Dès le début de l’après-cancer, l’idéal est de demander à la patiente reçue à l’officine de pouvoir consulter le plan personnalisé d’après-cancer (PPAC) qui lui est normalement remis à la fin des traitements. Il englobe les modalités et le calendrier des consultations médicales – schématiquement tous les trois ou quatre mois –, celui des examens d’imagerie – généralement une mammographie annuelle –, les traitements à maintenir, les effets secondaires prévisibles sur les cinq années à venir. Il livre aussi des données liées à la qualité de vie, à l’accès aux soins de support, et au volet social et administratif.
La connaissance des molécules délivrées à l’officine, de leur maniabilité et de leurs effets indésirables* facilite la discussion et peut renforcer la capacité à convaincre et à motiver l’adhésion. Dans le cadre du cancer du sein, outre les différentes molécules d’hormonothérapie, sont délivrés l’abémaciclib et l’olaparib (Lynparza), anti-PARP préconisé seul ou en association dans les formes avancées ou métastatiques HER2- associées à une mutation BRCA1/2.
Des conseils efficaces
« La pratique d’une activité physique adaptée (APA), favorisée par sa prescription, est sans doute le conseil le plus efficace que l’on puisse apporter aux femmes pendant cette période », reconnaît Paul Cottu. Elle a été décrite comme pertinente pour réduire le risque de récidive et diminuerait la mortalité globale, par rapport aux femmes qui restent sédentaires. « Le surpoids et l’obésité sont des facteurs de risque de cancer du sein et d’un moins bon pronostic, mais le bénéfice d’une perte de poids après la maladie n’est pas démontré », rapporte Suzette Delaloge. Plutôt que de complexer les femmes ayant un indice de masse corporelle (IMC) élevé, le message doit plus volontiers porter sur la non-prise de poids ou l’instauration d’une activité physique. Les conseils nutritionnels habituels conformes au programme national nutrition santé (PNNS), avec une consommation d’alcool et de tabac limitée sont légitimes.

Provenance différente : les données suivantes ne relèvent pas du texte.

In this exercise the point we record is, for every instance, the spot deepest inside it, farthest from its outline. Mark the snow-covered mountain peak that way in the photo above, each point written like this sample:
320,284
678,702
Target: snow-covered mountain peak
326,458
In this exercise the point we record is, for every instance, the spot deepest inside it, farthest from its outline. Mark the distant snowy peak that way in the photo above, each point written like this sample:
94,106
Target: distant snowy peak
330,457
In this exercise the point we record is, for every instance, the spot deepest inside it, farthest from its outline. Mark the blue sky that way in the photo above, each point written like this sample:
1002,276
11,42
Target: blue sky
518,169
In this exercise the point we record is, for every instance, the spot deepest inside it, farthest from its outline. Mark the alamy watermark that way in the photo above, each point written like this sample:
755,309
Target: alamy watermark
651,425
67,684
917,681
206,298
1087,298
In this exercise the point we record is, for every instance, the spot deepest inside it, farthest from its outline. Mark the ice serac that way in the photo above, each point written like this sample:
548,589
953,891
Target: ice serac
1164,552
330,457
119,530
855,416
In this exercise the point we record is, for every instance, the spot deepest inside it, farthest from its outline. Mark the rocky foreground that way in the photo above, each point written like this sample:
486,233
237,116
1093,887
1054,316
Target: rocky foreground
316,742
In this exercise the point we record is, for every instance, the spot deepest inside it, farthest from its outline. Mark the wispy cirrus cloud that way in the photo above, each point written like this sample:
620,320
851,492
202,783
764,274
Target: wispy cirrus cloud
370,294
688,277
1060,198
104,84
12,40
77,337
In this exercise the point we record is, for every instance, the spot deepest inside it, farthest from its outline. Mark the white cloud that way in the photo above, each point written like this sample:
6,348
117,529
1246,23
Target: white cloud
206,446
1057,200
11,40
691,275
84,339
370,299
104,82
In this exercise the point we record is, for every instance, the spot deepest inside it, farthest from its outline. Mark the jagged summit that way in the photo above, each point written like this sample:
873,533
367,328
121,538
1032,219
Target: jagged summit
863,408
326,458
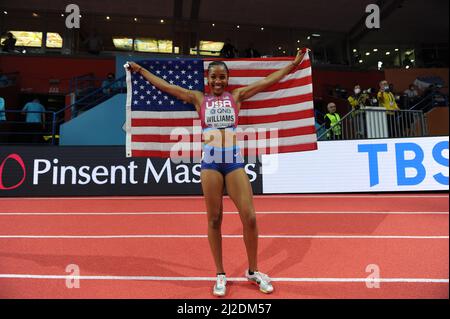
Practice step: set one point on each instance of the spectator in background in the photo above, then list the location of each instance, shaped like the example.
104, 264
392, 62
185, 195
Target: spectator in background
411, 95
358, 101
34, 111
332, 120
228, 51
251, 52
9, 45
386, 99
2, 110
110, 85
94, 43
412, 92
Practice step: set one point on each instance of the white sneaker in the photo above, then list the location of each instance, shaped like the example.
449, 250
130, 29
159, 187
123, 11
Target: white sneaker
220, 288
260, 279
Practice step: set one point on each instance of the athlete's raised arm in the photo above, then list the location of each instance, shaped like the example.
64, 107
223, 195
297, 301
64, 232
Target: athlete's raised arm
189, 96
247, 92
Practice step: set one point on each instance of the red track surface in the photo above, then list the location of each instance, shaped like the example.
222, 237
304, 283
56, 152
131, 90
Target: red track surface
308, 266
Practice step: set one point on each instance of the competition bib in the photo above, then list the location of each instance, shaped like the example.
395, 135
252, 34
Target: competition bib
219, 114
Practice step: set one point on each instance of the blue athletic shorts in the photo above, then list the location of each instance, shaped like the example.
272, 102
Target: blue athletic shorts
223, 160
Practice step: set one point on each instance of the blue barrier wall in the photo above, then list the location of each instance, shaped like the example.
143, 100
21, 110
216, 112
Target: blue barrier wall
101, 125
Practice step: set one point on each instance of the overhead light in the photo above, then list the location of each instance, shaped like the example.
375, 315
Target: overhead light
380, 65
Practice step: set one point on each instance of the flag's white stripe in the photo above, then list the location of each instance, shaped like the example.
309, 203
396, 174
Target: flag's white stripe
251, 143
283, 93
165, 115
238, 80
254, 65
243, 113
168, 130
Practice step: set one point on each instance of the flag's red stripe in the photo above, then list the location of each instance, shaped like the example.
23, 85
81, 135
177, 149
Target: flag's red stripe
277, 102
155, 138
162, 122
252, 59
250, 120
281, 149
278, 86
261, 72
246, 120
246, 152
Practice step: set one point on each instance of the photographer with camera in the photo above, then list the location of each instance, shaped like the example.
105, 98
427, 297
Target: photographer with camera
387, 100
358, 101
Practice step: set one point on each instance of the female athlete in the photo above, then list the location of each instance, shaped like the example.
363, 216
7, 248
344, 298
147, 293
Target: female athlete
222, 164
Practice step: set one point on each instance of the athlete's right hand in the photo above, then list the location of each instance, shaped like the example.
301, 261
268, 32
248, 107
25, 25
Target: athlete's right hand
134, 66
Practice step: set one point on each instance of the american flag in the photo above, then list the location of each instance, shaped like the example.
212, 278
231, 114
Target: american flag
158, 123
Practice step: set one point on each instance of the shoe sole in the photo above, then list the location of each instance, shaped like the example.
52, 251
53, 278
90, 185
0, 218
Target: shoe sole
260, 289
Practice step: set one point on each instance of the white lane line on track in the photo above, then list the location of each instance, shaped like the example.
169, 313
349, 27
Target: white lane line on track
224, 236
226, 213
158, 278
296, 196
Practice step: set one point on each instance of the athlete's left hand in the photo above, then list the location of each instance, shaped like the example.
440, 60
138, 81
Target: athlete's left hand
300, 56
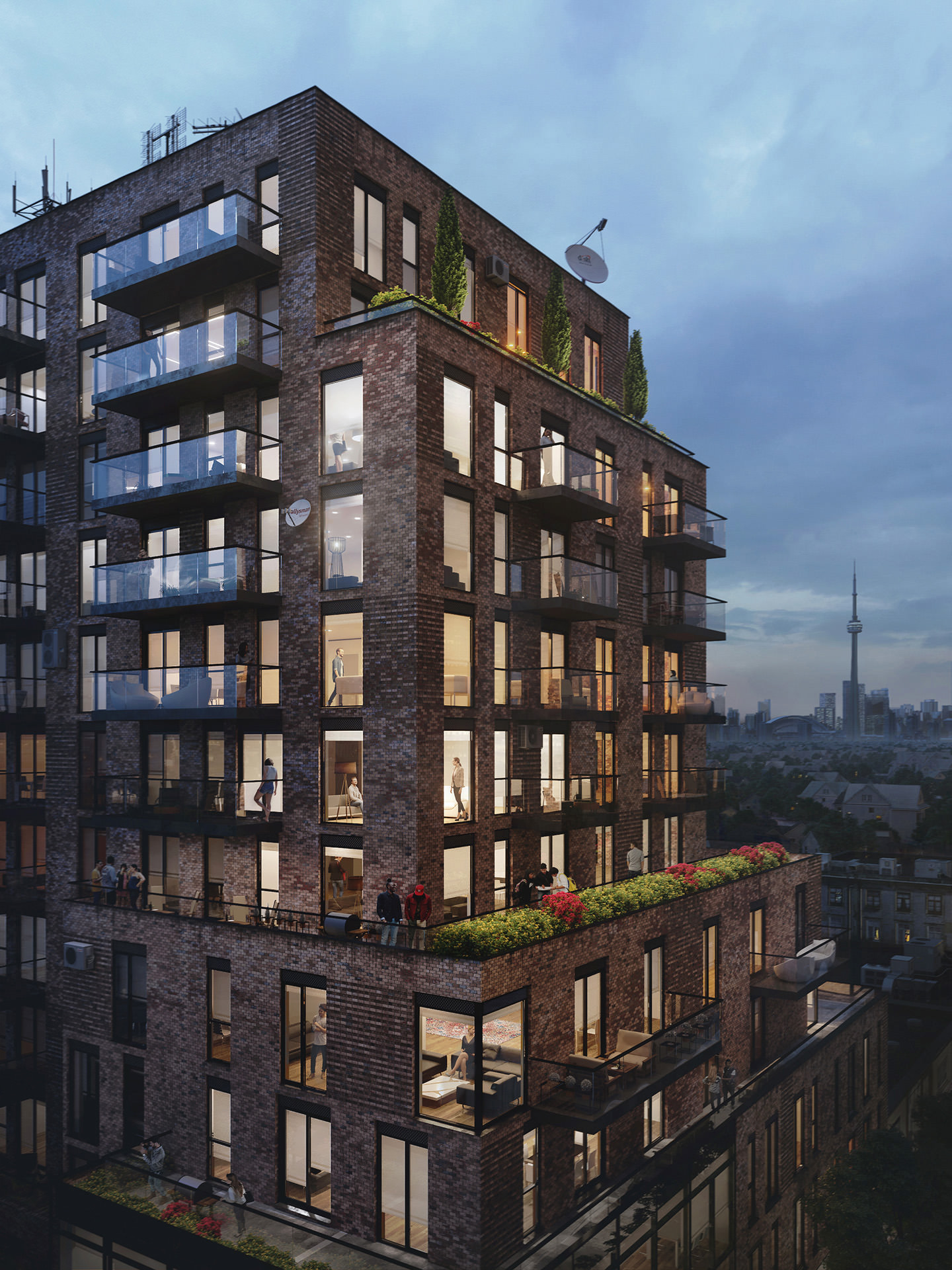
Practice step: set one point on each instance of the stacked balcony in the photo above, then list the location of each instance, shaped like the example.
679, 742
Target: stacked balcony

En revanche, attention à l’automédication, et aux solutions alternatives comme la phytothérapie. Il faut inviter les femmes à la prudence et leur enjoindre de questionner systématiquement un professionnel – pharmacien ou médecin – avant d’envisager un tel recours. « Après un cancer du sein, elles sont parfois avides d’un meilleur contrôle de leur santé », remarque la spécialiste, mais le choix doit être circonstancié : les apports en vitamine D semblent favorables aux femmes après un cancer du sein, mais ceux en vitamines C ou E pourraient avoir des effets contraires, tout comme les apports en fer et en acide folique. La consommation alimentaire ponctuelle de soja, elle, ne poserait pas de problème. In fine, « c’est l’alimentation diversifiée et équilibrée qui doit être promue car elle est la plus à même de garantir des apports, sans carence ni surconsommation, de ces différents composants, au-delà de ses bienfaits sur la santé en général », conclut-elle.
* Les sites des observatoires des médicaments, dispositifs médicaux et innovations thérapeutiques (Omédit) Bretagne, Normandie et Pays de la Loire proposent des fiches patients et professionnelles synthétisant les indications, posologies, effets indésirables et interactions médicamenteuses pour chaque anticancéreux oral disponible en France.